Cillian shot his brother a look that he knew could make milk turn. ‘Never, ever talk about my wife and daughter. You made your own bed. Go home and lie in it.’

Finn’s jaw crunched up and down as if he was trying to speak but the words were locked in his throat.

After downing his pint in two swallows, Cillian made for the door. ‘I don’t know how you do it, but every time I have to spend even a minute in your company, I get the urge to kill someone.’

Outside, he stood for a full three minutes in the cold before he could put one foot in front of the other.
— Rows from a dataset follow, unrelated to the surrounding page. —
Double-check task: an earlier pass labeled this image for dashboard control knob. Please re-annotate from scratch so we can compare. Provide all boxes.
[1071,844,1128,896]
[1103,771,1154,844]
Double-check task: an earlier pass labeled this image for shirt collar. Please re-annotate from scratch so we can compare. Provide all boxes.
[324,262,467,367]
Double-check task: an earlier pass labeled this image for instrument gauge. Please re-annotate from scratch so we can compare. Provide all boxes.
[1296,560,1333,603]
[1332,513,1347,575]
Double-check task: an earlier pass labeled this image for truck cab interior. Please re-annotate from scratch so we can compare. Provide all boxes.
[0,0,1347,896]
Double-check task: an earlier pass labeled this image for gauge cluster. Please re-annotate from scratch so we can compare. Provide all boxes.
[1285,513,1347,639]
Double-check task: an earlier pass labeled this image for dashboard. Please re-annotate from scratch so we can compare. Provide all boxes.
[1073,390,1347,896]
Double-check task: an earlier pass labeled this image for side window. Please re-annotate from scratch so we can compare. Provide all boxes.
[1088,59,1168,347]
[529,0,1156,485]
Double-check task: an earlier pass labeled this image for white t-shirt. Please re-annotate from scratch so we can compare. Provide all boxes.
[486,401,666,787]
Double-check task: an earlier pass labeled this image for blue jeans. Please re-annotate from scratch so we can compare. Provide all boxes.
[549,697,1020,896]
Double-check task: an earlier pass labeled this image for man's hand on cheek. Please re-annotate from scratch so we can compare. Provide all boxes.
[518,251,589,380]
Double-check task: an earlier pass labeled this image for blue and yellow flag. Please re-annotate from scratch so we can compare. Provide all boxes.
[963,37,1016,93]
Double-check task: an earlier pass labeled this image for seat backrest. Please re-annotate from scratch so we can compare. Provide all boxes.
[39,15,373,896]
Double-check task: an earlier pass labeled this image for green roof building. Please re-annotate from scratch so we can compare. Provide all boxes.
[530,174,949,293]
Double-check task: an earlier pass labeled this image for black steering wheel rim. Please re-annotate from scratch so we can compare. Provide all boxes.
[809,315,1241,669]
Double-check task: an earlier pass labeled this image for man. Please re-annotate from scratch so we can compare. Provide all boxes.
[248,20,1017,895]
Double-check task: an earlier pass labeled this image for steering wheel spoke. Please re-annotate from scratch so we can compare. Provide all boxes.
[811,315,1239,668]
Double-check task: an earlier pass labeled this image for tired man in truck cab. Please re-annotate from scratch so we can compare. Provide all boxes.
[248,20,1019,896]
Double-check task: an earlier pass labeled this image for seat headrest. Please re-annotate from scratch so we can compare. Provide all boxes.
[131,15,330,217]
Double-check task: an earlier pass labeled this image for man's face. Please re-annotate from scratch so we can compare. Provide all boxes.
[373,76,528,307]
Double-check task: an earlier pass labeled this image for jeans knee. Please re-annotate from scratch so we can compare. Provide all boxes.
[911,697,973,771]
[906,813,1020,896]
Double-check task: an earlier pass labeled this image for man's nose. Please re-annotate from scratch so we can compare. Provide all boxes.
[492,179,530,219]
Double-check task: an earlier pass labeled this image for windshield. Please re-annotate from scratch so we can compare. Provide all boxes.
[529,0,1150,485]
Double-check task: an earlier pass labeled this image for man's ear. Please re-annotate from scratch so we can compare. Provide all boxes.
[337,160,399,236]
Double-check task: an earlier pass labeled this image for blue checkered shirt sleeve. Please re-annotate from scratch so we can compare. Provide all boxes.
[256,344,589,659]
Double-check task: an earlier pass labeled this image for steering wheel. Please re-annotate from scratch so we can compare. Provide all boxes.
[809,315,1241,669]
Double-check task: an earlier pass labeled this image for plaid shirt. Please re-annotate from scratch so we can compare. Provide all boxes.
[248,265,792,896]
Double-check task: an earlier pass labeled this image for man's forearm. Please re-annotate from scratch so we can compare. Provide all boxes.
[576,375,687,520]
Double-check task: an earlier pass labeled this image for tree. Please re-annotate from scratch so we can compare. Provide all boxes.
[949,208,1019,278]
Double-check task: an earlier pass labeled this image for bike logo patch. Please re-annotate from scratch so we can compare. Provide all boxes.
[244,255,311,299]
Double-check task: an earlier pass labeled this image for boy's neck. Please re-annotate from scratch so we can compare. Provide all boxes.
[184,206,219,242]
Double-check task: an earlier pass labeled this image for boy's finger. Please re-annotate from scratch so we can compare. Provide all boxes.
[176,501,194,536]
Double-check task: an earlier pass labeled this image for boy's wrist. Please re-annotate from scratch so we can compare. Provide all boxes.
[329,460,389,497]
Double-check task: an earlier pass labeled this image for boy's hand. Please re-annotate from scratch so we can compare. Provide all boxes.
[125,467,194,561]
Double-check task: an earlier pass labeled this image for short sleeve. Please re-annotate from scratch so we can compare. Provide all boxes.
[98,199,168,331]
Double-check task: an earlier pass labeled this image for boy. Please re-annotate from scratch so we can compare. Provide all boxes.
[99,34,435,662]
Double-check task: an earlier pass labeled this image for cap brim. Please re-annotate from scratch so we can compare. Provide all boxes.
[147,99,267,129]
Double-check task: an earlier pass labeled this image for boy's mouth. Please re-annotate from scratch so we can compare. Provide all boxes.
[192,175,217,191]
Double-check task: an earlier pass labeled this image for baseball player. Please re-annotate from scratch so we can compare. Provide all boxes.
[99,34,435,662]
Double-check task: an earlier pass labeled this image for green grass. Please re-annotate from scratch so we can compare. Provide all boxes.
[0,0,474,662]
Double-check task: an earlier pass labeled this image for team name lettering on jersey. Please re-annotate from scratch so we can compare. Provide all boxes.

The collision course that had been mapped out in black and white for them since the day they were born was now flashing in front of his eyes in high definition.

As the chilly air cut through his sweater, he cursed the stubbornness that had made him leave home without his jacket. He didn’t want to return to Keelan. Not just yet. There was someone he would much rather be with.

He made his decision and headed for his car.